En ce qui concerne tout d'abord les données collectées toutes les 1/2 et transmises par Enedis à Direct Energie, au terme d'une demande du consommateur qui mandaterait Enedis de le faire, la CNIL constate notamment que le client est informé que son compteur doit être remplacé par un compteur intelligent et qu'il doit permettre au technicien d'Enedis d'accéder à son compte et d'accéder à ses données de consommation. La CNIL estime que le consommateur pense consentir en même temps au changement de compteur et à la collecte de ses données personnelles et ne peut pas comprendre que les deux sont dissociables et qu'il pourrait accepter l'installation du premier (qui dépend d'Enedis) et refuser le second (qui bénéficie à Direct Energie), car en raison de la façon dont les choses lui sont présentées, il pense que Direct Energie est en charge de l'activation des compteurs Linky et que, s'il ne consent pas au transfert de ses données personnelles à Direct Energie, il sera privé de l'installation du compteur Linky, ce qui est faux (parce qu'Enedis le fera).

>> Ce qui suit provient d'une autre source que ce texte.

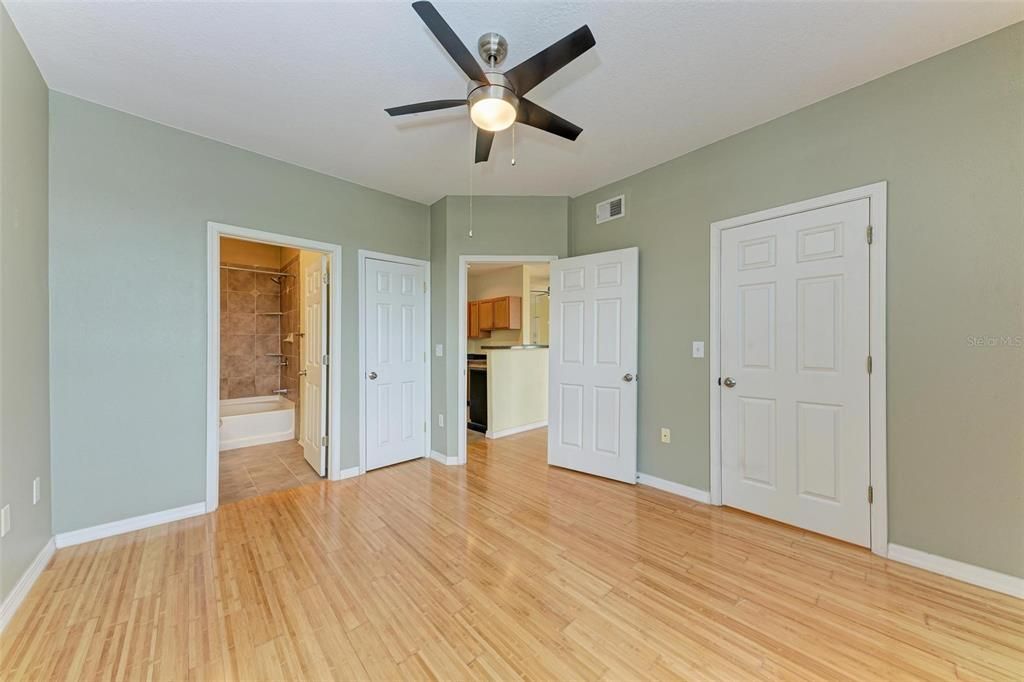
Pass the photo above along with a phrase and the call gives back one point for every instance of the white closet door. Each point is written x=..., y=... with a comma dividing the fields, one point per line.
x=395, y=379
x=592, y=405
x=794, y=348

La CNIL en déduit que le consentement du client dont se prévaut Direct Energie "ne peut être considéré comme libre, éclairé et spécifique", puisque le consommateur ne peut pas comprendre que son consentement au transfert de données est en réalité décorrélé à l'activation du nouveau type de compteur.
L'autorité de Régulation relève d'autres faits d'où il ressort que le consommateur n'a jamais pu donner son consentement, notamment pas au téléphone, quand c'est le propriétaire du local qui répond alors que l'abonné est le locataire de celui-ci.
III. APPRÉCIATION DE L'INJONCTION
Par une délibération du 22 mars 2018, la CNIL décide de rendre publique cette injonction pour le motif suivant : "Compte tenu du nombre de clients concernés par ces traitements (plusieurs centaines de milliers en février 2018), le bureau de la CNIL, composé de la Présidente et des vice-Présidents, a décidé de rendre publique cette mise en demeure afin de sensibiliser les personnes quant à leurs droits et leur capacité de maîtrise sur leurs données de consommation énergétique. Ces données peuvent en effet révéler de nombreuses informations relatives à leur vie privée (heures de lever et de coucher, périodes d’absence ou nombre d’occupants du logement).".